God has wrought many things out of oppression. He has endowed his creatures with the capacity to create—and from this capacity has flowed the sweet songs of sorrow and joy that have allowed man to cope with his environment and many different situations.

Jazz speaks for life. The Blues tell the story of life’s difficulties, and if you think for a moment, you will realize that they take the hardest realities of life and put them into music, only to come out with some new hope or sense of triumph.

This is triumphant music.

Modern jazz has continued in this tradition, singing the songs of a more complicated urban existence. When life itself offers no order and meaning, the musician creates an order and meaning from the sounds of the earth which flow through his instrument.

It is no wonder that so much of the search for identity among American Negroes was championed by Jazz musicians. Long before the modern essayists and scholars wrote of racial identity as a problem for a multiracial world, musicians were returning to their roots to affirm that which was stirring within their souls.

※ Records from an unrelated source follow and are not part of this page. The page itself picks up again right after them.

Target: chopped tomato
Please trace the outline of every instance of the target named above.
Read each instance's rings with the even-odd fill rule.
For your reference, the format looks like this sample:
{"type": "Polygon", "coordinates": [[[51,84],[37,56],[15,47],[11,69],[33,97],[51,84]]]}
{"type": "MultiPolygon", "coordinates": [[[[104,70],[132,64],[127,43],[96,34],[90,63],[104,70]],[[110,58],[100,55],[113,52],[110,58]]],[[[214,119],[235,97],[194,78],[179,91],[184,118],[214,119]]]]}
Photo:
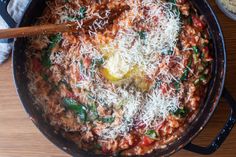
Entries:
{"type": "Polygon", "coordinates": [[[177,4],[184,4],[184,3],[186,3],[186,1],[187,1],[187,0],[177,0],[176,3],[177,3],[177,4]]]}
{"type": "Polygon", "coordinates": [[[205,46],[203,49],[202,49],[202,52],[203,53],[208,53],[209,52],[209,48],[207,46],[205,46]]]}
{"type": "Polygon", "coordinates": [[[111,154],[111,150],[108,150],[106,146],[102,146],[102,152],[103,154],[111,154]]]}
{"type": "Polygon", "coordinates": [[[204,29],[204,27],[206,26],[205,23],[197,16],[192,16],[192,20],[193,20],[193,25],[199,29],[204,29]]]}
{"type": "Polygon", "coordinates": [[[37,58],[32,59],[32,64],[33,64],[33,71],[34,72],[40,72],[42,69],[42,64],[40,63],[40,60],[37,58]]]}
{"type": "Polygon", "coordinates": [[[149,145],[153,144],[153,142],[155,142],[155,140],[149,138],[148,136],[143,136],[142,141],[141,141],[141,145],[142,146],[149,146],[149,145]]]}
{"type": "Polygon", "coordinates": [[[67,92],[66,97],[75,99],[76,96],[72,92],[67,92]]]}
{"type": "Polygon", "coordinates": [[[83,62],[84,62],[84,67],[88,68],[91,64],[91,59],[86,57],[86,58],[84,58],[83,62]]]}
{"type": "Polygon", "coordinates": [[[166,85],[161,85],[162,94],[166,94],[168,87],[166,85]]]}

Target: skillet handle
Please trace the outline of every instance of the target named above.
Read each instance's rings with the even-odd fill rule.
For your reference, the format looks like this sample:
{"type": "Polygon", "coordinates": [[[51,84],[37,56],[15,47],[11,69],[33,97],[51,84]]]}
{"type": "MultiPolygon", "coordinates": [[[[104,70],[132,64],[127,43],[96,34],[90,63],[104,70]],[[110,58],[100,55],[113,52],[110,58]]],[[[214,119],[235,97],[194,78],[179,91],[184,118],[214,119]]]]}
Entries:
{"type": "Polygon", "coordinates": [[[220,133],[207,147],[198,146],[190,142],[188,145],[184,147],[184,149],[198,154],[209,155],[214,153],[225,141],[225,139],[231,132],[234,124],[236,123],[236,101],[230,95],[230,93],[227,91],[226,88],[224,88],[222,96],[224,99],[226,99],[230,107],[230,116],[228,117],[228,120],[225,123],[224,128],[221,129],[220,133]]]}
{"type": "MultiPolygon", "coordinates": [[[[10,28],[16,27],[16,22],[7,12],[7,6],[10,0],[0,0],[0,15],[6,21],[10,28]]],[[[0,39],[0,43],[11,43],[13,39],[0,39]]]]}

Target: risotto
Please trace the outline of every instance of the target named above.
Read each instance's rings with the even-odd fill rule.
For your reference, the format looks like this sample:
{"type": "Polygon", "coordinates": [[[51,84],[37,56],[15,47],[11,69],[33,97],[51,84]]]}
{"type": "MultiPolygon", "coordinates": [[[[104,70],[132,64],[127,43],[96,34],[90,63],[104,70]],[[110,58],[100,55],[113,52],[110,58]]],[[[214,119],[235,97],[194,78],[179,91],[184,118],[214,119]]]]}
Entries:
{"type": "Polygon", "coordinates": [[[71,22],[84,29],[29,39],[29,87],[45,119],[96,154],[144,155],[178,140],[210,80],[204,17],[188,0],[51,0],[37,24],[71,22]]]}

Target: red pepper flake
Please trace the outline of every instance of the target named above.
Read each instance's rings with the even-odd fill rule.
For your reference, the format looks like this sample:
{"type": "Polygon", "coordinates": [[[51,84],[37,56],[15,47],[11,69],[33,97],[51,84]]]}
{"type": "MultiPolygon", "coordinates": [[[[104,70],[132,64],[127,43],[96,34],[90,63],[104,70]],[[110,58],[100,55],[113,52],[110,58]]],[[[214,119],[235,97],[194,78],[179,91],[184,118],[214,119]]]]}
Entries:
{"type": "Polygon", "coordinates": [[[142,141],[140,143],[141,146],[149,146],[153,144],[155,140],[149,138],[148,136],[143,136],[142,141]]]}
{"type": "Polygon", "coordinates": [[[87,69],[91,64],[91,59],[89,57],[85,57],[83,60],[83,63],[84,63],[84,67],[87,69]]]}

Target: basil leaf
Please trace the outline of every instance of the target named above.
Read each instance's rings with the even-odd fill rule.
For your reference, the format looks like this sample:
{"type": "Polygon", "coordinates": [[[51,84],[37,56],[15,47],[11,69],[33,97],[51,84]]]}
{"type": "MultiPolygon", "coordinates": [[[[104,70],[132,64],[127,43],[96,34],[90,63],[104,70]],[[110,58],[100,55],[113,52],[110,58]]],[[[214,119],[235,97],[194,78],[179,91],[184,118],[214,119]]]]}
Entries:
{"type": "Polygon", "coordinates": [[[138,32],[140,39],[145,40],[147,37],[147,33],[144,31],[138,32]]]}
{"type": "Polygon", "coordinates": [[[173,112],[175,116],[180,117],[180,118],[186,117],[188,113],[189,113],[189,110],[186,107],[178,108],[176,111],[173,112]]]}
{"type": "Polygon", "coordinates": [[[155,130],[148,130],[145,135],[147,135],[151,139],[157,139],[157,133],[155,130]]]}
{"type": "Polygon", "coordinates": [[[199,49],[198,49],[197,46],[193,46],[193,52],[194,52],[195,54],[199,54],[199,49]]]}
{"type": "Polygon", "coordinates": [[[80,20],[83,19],[83,18],[85,18],[85,16],[86,16],[86,11],[87,11],[86,7],[81,7],[81,8],[79,9],[79,15],[80,15],[79,19],[80,19],[80,20]]]}
{"type": "Polygon", "coordinates": [[[66,86],[66,88],[67,88],[70,92],[72,92],[72,87],[71,87],[71,85],[70,85],[68,82],[66,82],[66,80],[62,79],[61,81],[59,81],[58,86],[61,85],[61,84],[64,84],[64,85],[66,86]]]}
{"type": "Polygon", "coordinates": [[[92,104],[89,106],[89,119],[90,120],[96,120],[98,119],[99,115],[98,115],[98,111],[97,111],[97,106],[95,104],[92,104]]]}
{"type": "Polygon", "coordinates": [[[102,117],[100,119],[103,123],[113,123],[115,120],[115,117],[102,117]]]}
{"type": "Polygon", "coordinates": [[[56,34],[49,38],[50,43],[46,49],[43,49],[43,53],[41,56],[42,65],[44,67],[50,68],[50,66],[52,65],[50,60],[52,49],[56,46],[57,43],[61,41],[61,39],[62,39],[61,34],[56,34]]]}
{"type": "Polygon", "coordinates": [[[76,100],[71,98],[64,98],[63,104],[67,109],[74,111],[82,122],[86,122],[87,108],[84,105],[79,104],[76,100]]]}
{"type": "Polygon", "coordinates": [[[189,73],[189,68],[192,65],[192,60],[189,61],[187,67],[184,69],[184,73],[182,74],[180,81],[186,81],[189,73]]]}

Much of the power of our Freedom Movement in the United States has come from this music. It has strengthened us with its sweet rhythms when courage began to fail. It has calmed us with its rich harmonies when spirits were down.

And now, Jazz is exported to the world. For in the particular struggle of the Negro in America there is something akin to the universal struggle of modern man. Everybody has the Blues. Everybody longs for meaning. Everybody needs to love and be loved. Everybody needs to clap hands and be happy. Everybody longs for faith.

In music, especially this broad category called Jazz, there is a stepping stone towards all of these.